Vi ho già parlato altre volte di microbiota, termine ormai molto usato, non solo tra gli addetti ai lavori. Si tratta di quella vastissima comunità di microrganismi (batteri, virus, funghi ecc.) che abita il nostro corpo, svolgendo funzioni fondamentali per la salute umana.

Arcinoto è il microbiota intestinale, ma sempre più studiati sono il microbiota orale, quello cutaneo, il microbiota vaginale e persino quello polmonare. Non c’è praticamente distretto corporeo che non possieda un suo, caratteristico, ecosistema microbico.

Proprio settimana scorsa ho tenuto una lezione alla Scuola di Alta Formazione sul Microbiota Umano per professionisti sanitari sul ruolo che il microbiota intestinale ha nella salute mentale. Chi non è del settore potrebbe stentare a crederlo, eppure disponiamo ormai di prove scientifiche consistenti, accumulatesi negli ultimi due decenni, e via via crescenti, che il microbiota svolge una parte essenziale nell’influenzare l’umore, il comportamento, le funzioni cognitive. Uno scenario assolutamente inimmaginabile fino a qualche tempo fa anche per medici e biologi e di enorme interesse terapeutico.
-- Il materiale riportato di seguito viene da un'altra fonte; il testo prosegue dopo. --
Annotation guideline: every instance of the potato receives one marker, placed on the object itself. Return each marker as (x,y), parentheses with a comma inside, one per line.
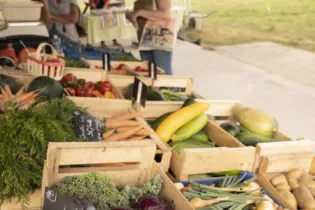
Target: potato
(289,197)
(312,190)
(293,184)
(304,198)
(283,187)
(295,174)
(279,179)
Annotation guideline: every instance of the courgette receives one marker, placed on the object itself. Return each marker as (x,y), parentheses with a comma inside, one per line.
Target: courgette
(191,128)
(179,118)
(251,139)
(160,119)
(231,128)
Studi clinici documentano che le perturbazioni a lungo termine dell’ecosistema intestinale umano (provocate da dieta non adatta, uso cronico di farmaci, particolari condizioni di salute, età ecc.) possono contribuire alla progressione di una serie di disturbi del sistema nervoso centrale, di natura psichiatrica e persino neurologica-neurodegenerativa: stress e manifestazioni collegate, ansia, depressione, insonnia, disturbo ossessivo-compulsivo, schizofrenia, autismo, malattia di Parkinson, malattia di Alzheimer. Esiste infatti una ricca comunicazione multimodale tra intestino e cervello (e viceversa), che ha luogo tramite meccanismi ormonali, nervosi, immunitari, infiammatori e verosimilmente di altro genere, ancora da scoprire compiutamente. Ciò che oggi sappiamo per certo è che tale comunicazione può essere alterata e che il microbiota intestinale è un attore, e tutt’altro che di secondo piano, nella patologia psichiatrica e neurologica.
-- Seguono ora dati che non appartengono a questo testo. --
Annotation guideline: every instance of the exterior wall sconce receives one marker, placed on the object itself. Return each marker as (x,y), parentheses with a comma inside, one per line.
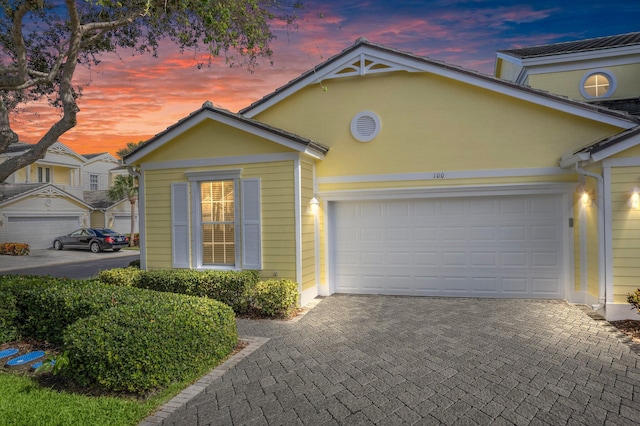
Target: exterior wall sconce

Le ricerche attestano, coerentemente, che il riequilibrio del microbiota “perturbato” è in grado di contrastare i disturbi psichiatrici, potenziare le funzioni cognitive, ridurre i livelli di stress e ansia, migliorare l’umore e attenuare i sintomi della depressione. Avere un intestino sano appare sempre più come un requisito indispensabile per avere un cervello sano.

Già, ma come “manipolare” favorevolmente il microbiota intestinale? Lo si fa innanzitutto attraverso un’alimentazione mirata e la somministrazione di psicobiotici, ovvero specifici microrganismi vivi appartenenti alla più ampia classe dei probiotici, che, quando ben scelti e ingeriti in dosi e tempi adeguati, sono capaci di produrre effetti sul sistema nervoso centrale e benefici per la salute dei pazienti affetti da malattie psichiatriche e neurologiche.

L’intestino, e in particolare il suo microbiota, emerge dunque come nuovo bersaglio per il trattamento dei disturbi del sistema nervoso centrale. Si delinea, in altre parole, una strategia complementare dei disturbi neuropsichiatrici, non più soltanto in chiave farmacologica, ma anche di carattere nutrizionale, che prevede l’assunzione di psicobiotici come inedita opportunità terapeutica da integrare alle cure attualmente disponibili.